Planners require a model of the world that will tell us how it will evolve with certain actions. This can be expressed as a differential equation
$$\dot{x} = f(x, u)$$
or as a discrete time function
$$x_{k+1} = f(x_k, u_k)$$
This work will be using discrete time functions, but the ideas are more generally applicable. Many modern planners will formulate the problem as a nonlinear optimization problem, and solve it with general purpose or more specialized solvers. Examples include CHOMP, TrajOpt, or iLQG. An advantage these planners have over sampling based (such as RRT) or search based (such as A*) planners are that they perform quite admirably in high dimensions and converge quickly to locally optimal solutions. These optimization planners only work in “relatively” simple environments. Problems where finding the solution might require a search through many homotopy classes are difficult for this class of optimization based planners. They require a decent initialization. But, as it turns out, for many real world situations, planning is more akin to optimizing a general idea of what to do, rather than solving a complicated maze.
One can try to use data to obtain a better model for planning with these optimization based planners. Usually the constraints on the model are that they have to be differentiable. Using a neural network to represent these models fits this constraint quite well. By using data to tune or learn your model, you can have a more accurate picture of what your system looks like and adapt to any physical changes it undergoes. Maybe the wheel of a car becomes more smooth over time, or a motor in a robot arm becomes less powerful. By using data, the planners can adapt to these changes in a more active way.

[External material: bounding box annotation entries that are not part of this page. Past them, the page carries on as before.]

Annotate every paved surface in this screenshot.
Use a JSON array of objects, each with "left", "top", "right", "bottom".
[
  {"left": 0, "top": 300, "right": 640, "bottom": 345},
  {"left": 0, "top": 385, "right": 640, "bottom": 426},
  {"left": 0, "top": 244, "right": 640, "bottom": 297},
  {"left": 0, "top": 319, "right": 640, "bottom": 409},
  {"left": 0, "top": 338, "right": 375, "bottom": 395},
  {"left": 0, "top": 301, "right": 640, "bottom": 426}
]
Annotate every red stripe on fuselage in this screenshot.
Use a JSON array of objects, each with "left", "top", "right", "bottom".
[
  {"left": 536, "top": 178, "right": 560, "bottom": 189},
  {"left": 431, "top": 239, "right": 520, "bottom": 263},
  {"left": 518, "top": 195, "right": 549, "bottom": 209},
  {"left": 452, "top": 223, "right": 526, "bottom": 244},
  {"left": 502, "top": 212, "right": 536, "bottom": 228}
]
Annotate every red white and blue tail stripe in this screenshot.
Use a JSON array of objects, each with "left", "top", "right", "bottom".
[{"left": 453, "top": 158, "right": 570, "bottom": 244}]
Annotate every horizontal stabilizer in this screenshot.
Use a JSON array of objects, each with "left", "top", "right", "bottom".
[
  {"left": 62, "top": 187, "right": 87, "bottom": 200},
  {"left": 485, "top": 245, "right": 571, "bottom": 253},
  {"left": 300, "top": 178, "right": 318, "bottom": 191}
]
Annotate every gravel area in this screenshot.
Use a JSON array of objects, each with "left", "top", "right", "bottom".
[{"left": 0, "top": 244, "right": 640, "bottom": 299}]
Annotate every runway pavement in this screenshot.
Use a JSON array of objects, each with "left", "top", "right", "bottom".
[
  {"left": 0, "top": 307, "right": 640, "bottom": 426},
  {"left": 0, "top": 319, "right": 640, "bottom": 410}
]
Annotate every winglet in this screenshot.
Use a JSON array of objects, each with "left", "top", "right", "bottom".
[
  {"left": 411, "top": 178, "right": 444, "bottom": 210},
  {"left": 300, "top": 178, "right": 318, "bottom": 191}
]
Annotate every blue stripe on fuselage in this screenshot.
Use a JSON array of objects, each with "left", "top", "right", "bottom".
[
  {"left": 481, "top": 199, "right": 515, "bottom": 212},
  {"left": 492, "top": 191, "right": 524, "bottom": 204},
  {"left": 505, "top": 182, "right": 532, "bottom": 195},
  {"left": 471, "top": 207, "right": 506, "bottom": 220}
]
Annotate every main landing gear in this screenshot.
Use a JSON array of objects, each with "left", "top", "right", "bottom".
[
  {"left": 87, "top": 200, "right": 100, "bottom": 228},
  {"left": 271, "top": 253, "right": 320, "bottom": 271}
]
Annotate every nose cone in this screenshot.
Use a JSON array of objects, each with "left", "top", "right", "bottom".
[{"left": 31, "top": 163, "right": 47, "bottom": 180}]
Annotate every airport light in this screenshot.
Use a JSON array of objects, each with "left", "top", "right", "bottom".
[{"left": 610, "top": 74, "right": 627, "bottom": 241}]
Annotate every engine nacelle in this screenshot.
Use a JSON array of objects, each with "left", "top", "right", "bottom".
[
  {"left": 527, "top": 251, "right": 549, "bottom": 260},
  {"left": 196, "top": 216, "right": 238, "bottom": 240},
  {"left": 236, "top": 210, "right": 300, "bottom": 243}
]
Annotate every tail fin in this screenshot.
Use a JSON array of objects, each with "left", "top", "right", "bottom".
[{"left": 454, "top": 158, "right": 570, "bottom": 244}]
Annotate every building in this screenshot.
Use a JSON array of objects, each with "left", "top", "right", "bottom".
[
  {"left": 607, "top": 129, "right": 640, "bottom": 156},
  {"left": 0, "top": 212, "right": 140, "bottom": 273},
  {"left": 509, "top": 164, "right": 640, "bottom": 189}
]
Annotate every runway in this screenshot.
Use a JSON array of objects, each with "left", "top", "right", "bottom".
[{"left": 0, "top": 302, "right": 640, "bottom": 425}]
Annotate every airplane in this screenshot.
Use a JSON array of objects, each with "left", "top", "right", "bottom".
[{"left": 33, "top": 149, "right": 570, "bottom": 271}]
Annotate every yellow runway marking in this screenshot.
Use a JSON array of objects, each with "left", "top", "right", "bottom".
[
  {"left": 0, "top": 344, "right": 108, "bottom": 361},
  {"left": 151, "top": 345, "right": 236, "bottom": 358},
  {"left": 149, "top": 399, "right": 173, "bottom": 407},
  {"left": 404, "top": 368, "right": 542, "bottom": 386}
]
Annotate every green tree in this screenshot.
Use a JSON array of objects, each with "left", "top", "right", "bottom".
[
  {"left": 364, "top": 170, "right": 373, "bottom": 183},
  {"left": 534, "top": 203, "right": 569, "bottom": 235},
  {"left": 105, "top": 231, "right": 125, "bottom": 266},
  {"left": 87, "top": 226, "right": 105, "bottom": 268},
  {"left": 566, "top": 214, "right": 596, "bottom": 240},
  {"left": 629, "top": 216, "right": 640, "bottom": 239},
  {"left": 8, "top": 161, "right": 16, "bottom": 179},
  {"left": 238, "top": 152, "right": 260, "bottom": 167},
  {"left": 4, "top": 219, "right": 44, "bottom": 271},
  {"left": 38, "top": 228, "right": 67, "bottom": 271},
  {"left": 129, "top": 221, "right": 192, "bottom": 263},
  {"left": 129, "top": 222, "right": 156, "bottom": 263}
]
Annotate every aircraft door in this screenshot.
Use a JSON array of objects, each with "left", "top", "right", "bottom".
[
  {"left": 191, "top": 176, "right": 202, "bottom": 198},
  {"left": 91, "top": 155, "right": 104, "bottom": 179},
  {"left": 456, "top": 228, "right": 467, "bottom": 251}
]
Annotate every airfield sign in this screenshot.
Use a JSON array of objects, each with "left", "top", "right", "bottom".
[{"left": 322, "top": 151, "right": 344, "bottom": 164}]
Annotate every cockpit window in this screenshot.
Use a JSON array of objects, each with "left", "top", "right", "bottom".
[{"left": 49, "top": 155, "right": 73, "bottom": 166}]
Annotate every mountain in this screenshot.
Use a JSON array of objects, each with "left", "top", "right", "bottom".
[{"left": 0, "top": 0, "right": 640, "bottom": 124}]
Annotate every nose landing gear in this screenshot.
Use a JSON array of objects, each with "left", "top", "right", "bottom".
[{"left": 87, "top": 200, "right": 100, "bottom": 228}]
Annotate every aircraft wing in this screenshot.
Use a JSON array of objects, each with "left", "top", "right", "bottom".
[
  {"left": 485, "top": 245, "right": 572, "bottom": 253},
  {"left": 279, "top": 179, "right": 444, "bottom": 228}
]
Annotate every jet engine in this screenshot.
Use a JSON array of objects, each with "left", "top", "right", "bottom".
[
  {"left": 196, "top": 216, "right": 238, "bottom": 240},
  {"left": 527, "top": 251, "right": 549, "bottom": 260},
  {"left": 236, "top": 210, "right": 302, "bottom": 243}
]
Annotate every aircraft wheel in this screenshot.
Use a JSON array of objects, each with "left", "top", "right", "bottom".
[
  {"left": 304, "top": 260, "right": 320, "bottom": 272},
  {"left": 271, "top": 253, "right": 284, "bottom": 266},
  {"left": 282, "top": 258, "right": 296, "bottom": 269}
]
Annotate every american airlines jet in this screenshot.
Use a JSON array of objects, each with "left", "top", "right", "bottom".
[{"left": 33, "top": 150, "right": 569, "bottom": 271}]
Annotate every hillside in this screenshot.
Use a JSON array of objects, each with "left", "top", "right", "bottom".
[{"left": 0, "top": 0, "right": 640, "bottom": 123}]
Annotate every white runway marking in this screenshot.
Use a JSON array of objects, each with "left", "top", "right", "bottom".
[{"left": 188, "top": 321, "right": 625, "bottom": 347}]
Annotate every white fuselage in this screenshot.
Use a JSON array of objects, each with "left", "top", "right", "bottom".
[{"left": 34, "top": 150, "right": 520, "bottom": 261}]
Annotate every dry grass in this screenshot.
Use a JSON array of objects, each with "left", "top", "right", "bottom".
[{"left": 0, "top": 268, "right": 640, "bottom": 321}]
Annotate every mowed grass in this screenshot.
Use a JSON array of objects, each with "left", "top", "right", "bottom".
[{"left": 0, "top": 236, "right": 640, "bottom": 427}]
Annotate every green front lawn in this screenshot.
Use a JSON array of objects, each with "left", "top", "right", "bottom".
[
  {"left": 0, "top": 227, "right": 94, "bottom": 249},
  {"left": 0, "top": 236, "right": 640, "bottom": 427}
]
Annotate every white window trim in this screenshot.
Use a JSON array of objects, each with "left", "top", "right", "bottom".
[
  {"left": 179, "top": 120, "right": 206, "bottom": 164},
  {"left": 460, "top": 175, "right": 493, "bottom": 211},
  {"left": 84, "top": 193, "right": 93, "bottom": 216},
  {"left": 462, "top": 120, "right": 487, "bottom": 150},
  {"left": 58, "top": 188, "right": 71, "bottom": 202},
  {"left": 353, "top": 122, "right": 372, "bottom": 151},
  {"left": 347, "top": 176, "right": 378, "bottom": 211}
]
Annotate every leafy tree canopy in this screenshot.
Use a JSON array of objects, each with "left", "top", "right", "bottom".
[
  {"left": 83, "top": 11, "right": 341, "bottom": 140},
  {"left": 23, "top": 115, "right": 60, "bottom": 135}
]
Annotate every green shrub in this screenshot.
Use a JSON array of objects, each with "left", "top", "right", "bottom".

There is a vast literature on model learning. In controls, there is a huge trove of “System Identification” papers which mostly focus on learning linear systems. In robotics, there are many methods that fit Gaussian Process Regression models, or Gaussian Mixture Models, or Neural Networks, or linear models to various systems. This paper presents not a new method, but a new objective for which these methods can use. Most of these methods will simply seek to minimize an error between an observed next state, \(x_{k+1}\) with that the predicted next state, \(\hat{x}_{k+1}\). This results in a loss functions that look like
$$ \mathbb{E} || x_{k+1} - f_\theta(x_k, u_k) ||_2^2$$
where \(f_\theta\) is the learned model.
Our work proposes that we can solve a constrained problem instead of simply minimizing an unconstrained objective. The constraints can contain prior information about the system, and solving the constrained problem can then lead to models better suited for planners. An simple example is suppose we have a block we are pushing on a table, that has lot of uneven surfaces. Suppose we want to push the block from various points to a common resting location. We can learn a model that is uniformly accurate everywhere. Or, we can learn a model that is selectively good near the goal location. Because far away from the goal, the plan is simple, we push in the direction of the goal. It is only when we are near the goal we care about how much we push so that the block comes to a stop efficiently and correctly. This prior knowledge can be summarized as a constraint on the accuracy near the goal. We can write a constrained problem that looks like
$$ min_\theta \mathbb{E} f(x_k, u_k, x_{k+1})\ s.t. \mathbb{E} g(x_k, u_k, x_{k+1}) \leq 0$$
We have explored solving constrained problems before . In this case, we expand the theory somewhat. We can no longer analytically compute the expectations in the constrained problem and can only use samples of data. This is because the distribution of trajectories for a system is very complicated. This paper shows that you can still obtain small duality gaps with large enough models and large enough numbers of samples.
Similar to our previous work , we can use a primal-dual method to solve this. We alternatively minimize the Lagrangian, and maximize the dual variables.
Using some constrained objectives, we can obtain models so that the planner can do better on average. We have tested this in simulation on a state-dependent-friction block pushing task, a ball bouncing task, and a quadrotor landing task. Numerical results show that we can trade off accuracy in unimportant parts of the statespace for better accuracy in others, and obtain better performing planners. The detailed results are under submission right now. But to highlight a few instances for why this is better, we can look at the quadrotor landing. Our constraint is that the model should be more accurate close to the ground. This is where ground effects are most prominant and require greater precision in the model.
A model learned using our objective is better able to compensate for the greater updraft near the ground when landing and can get to the location more accurately.